Question 3.11: A steam engine is governed by varying the initial steam pres...
A steam engine is governed by varying the initial steam pressure, used 6 kg/kWh when developing 60 kW and 4.65 kg/kWh when developing 150 kW. If steam supplied is 96% dry at 15 bar and a back pressure of 0.36 bar, determine the steam consumption per hour and indicated thermal efficiency when developing 120 kW.
Refer Fig. 37.
Steam consumption/hour developing 60 kW
= 60 × 6 = 360 kg/h
Steam consumption/hour developing 150 kW
= 150 × 4.65 = 697.5 kg/h
In throttle governing, Willan’s law holds good,
i.e., m = a + b × I.P.
360 = a + b × 60 …(i)
697.5 = a + b × 150 . ..(ii)
[m = Steam consumption (kg/h)
a = Steam consumption at no-load (kg/h)
b = Slope of Willan’s line. ]
Subtracting (i) from (ii), we get
337.5 = 90 b
∴ b = \frac{337.5}{90} = 3.75
Inserting the value of b in (i), we get
360 = a + 3.75 × 60
∴ a = 135.
Steam consumption for developing 120 kW
= 135 + 3.75 × 120 = 585 kg/h.
Heat supplied/kg = h_{1} – h_{f_2}
From steam tables :
At 15 bar : h_{f_1} = 844.7 kJ/kg, h_{fg_1} = 1945.2 kJ/kg.

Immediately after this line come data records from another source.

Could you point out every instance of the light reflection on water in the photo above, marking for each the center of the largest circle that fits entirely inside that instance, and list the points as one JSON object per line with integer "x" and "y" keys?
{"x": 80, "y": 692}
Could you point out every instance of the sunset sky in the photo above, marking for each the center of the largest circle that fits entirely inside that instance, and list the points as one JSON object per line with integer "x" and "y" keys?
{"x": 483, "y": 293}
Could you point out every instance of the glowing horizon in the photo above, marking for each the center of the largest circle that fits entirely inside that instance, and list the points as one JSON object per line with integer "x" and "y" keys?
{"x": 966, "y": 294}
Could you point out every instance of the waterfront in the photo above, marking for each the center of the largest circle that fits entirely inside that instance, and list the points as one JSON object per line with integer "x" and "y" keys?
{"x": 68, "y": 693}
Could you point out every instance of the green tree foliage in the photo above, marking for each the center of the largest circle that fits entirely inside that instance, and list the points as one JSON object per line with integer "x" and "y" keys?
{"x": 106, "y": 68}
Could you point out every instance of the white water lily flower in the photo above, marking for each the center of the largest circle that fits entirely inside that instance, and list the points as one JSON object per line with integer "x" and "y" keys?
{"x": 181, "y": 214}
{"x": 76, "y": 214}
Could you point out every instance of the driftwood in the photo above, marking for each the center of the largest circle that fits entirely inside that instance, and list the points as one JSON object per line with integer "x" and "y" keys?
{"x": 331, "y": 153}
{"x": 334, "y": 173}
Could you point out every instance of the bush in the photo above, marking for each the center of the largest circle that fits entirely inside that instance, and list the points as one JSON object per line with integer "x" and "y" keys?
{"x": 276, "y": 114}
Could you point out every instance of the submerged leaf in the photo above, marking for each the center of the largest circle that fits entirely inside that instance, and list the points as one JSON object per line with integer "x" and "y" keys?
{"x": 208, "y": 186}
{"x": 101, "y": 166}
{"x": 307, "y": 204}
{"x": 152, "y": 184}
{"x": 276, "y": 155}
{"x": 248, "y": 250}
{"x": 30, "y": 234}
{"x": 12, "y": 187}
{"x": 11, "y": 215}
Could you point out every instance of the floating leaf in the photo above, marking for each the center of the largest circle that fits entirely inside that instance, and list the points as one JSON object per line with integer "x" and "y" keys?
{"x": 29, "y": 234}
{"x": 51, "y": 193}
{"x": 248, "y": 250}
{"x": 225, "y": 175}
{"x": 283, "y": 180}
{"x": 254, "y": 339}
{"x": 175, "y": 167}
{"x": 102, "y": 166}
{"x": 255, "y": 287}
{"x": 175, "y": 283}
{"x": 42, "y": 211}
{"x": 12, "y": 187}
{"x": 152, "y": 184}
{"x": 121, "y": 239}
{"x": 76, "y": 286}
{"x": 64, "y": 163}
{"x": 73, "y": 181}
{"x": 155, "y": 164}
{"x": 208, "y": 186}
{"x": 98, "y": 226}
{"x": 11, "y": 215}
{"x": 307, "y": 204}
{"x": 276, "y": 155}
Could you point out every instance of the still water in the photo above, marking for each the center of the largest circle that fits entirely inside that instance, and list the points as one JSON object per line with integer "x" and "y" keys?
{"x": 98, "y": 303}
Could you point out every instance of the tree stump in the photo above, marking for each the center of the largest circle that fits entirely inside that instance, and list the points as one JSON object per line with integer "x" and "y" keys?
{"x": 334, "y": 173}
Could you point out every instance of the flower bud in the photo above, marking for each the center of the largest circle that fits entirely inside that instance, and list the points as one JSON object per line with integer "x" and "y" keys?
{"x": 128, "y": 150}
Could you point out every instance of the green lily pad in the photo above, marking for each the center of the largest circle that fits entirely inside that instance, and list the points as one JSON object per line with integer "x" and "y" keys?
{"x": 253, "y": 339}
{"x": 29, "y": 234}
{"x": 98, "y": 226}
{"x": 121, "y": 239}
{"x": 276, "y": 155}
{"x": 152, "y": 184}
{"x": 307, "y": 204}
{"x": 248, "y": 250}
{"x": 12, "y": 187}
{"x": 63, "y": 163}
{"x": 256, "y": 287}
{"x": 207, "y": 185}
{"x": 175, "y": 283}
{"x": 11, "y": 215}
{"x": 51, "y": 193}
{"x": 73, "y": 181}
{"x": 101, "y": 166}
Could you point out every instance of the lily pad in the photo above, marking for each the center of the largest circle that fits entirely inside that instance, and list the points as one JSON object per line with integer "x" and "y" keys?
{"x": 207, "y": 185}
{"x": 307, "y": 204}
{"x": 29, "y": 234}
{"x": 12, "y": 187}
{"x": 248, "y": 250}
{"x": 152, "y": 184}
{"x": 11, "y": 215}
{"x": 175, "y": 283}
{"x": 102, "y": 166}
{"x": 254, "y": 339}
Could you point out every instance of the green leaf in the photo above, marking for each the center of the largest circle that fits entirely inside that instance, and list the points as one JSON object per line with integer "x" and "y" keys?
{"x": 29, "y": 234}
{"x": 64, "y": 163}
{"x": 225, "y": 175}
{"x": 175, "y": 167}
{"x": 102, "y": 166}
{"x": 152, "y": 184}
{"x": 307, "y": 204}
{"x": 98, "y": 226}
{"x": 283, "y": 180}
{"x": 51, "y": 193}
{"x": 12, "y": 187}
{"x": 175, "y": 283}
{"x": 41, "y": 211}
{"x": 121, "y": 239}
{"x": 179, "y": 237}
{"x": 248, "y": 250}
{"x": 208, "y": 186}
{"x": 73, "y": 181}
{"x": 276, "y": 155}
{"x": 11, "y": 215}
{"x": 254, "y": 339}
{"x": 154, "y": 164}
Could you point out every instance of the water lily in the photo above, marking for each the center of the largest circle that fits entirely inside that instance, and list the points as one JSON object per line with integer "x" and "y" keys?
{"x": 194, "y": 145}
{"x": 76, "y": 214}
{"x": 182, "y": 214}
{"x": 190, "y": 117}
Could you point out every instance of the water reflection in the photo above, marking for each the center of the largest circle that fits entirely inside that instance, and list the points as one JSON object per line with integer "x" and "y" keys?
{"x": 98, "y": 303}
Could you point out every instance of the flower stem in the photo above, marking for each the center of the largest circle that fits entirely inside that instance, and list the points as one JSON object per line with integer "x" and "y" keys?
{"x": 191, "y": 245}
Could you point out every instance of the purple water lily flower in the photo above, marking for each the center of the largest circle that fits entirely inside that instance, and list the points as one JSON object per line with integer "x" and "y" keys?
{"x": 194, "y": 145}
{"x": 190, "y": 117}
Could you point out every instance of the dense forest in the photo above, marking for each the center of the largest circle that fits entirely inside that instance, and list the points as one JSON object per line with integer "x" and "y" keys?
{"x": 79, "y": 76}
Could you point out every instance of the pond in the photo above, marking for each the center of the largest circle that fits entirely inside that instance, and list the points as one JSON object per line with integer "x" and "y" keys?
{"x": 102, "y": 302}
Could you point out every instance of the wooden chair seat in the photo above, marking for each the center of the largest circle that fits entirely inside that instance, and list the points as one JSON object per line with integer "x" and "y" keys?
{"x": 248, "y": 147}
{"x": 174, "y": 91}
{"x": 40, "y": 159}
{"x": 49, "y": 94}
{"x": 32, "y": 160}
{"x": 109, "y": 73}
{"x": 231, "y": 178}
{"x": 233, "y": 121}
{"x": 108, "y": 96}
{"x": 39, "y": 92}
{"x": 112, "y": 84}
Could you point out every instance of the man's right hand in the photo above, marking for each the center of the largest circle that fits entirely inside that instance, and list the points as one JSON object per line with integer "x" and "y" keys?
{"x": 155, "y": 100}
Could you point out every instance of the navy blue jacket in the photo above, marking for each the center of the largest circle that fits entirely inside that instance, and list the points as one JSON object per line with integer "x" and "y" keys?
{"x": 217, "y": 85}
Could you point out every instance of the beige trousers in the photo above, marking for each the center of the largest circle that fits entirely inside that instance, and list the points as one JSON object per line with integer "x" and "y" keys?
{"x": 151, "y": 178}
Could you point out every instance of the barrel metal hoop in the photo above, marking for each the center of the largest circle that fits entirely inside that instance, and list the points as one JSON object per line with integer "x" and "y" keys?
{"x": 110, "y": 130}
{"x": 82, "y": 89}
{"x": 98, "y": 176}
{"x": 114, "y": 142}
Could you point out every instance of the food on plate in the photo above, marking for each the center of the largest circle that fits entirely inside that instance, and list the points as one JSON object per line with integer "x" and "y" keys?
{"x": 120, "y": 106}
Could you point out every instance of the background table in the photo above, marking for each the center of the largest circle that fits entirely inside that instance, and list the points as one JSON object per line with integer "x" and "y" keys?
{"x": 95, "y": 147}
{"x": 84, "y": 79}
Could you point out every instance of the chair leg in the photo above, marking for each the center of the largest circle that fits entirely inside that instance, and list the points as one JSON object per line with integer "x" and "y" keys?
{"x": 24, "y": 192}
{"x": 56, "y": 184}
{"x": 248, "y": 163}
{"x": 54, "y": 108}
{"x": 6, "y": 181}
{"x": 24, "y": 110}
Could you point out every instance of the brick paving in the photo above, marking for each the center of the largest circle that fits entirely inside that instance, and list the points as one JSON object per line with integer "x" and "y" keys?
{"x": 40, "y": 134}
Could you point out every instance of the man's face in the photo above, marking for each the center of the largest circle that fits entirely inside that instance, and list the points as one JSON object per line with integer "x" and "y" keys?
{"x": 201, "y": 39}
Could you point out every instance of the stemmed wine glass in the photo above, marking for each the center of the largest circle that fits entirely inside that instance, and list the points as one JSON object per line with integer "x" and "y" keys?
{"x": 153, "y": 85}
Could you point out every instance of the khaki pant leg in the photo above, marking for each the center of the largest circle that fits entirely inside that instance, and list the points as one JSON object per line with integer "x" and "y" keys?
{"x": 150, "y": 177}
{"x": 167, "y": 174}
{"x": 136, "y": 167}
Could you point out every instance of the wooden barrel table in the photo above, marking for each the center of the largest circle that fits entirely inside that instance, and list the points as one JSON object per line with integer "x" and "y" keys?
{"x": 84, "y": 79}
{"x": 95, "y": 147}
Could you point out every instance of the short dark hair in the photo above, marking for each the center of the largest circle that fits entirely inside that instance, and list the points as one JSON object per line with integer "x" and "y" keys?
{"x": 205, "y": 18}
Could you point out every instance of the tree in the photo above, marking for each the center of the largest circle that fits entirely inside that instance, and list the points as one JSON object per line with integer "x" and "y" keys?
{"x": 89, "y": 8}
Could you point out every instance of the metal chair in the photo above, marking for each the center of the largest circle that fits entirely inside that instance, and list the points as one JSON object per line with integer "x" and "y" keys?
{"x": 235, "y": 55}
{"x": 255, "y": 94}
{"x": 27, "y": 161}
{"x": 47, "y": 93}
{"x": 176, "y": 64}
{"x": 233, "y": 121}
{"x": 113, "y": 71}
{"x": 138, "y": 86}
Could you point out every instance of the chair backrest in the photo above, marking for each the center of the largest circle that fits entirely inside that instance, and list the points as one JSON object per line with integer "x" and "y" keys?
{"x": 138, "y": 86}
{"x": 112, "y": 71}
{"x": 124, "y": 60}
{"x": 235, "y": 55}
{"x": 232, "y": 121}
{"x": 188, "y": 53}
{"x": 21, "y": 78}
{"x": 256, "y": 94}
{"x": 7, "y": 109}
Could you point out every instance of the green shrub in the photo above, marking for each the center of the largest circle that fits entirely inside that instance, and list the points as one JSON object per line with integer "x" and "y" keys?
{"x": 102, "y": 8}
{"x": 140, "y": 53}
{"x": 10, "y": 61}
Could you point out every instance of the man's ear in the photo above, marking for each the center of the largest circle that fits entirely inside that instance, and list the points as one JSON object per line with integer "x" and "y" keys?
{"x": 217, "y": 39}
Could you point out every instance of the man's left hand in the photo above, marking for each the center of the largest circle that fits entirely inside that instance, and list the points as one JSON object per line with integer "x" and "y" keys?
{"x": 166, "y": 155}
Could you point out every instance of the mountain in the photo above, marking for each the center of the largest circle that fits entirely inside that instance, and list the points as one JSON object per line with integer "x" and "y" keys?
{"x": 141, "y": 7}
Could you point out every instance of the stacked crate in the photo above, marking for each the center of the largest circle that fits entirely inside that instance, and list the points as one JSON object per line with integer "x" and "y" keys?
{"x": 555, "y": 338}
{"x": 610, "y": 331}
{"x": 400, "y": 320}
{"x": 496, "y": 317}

At 0.36 bar : h_{f_2} = 307.1 kJ/kg.
∴ Heat supplied/kg = (844.7 + 0.96 × 1945.2) – 307.1 = 2405 kJ/kg.
Indicated thermal efficiency (developing 120 kW)
η_{th(I)} = \frac{I.P.}{m_{s} (h_{1} – h_{f_2})} = \frac{120}{\frac{585}{3600} × 2405} = 0.3070 or 30.7%.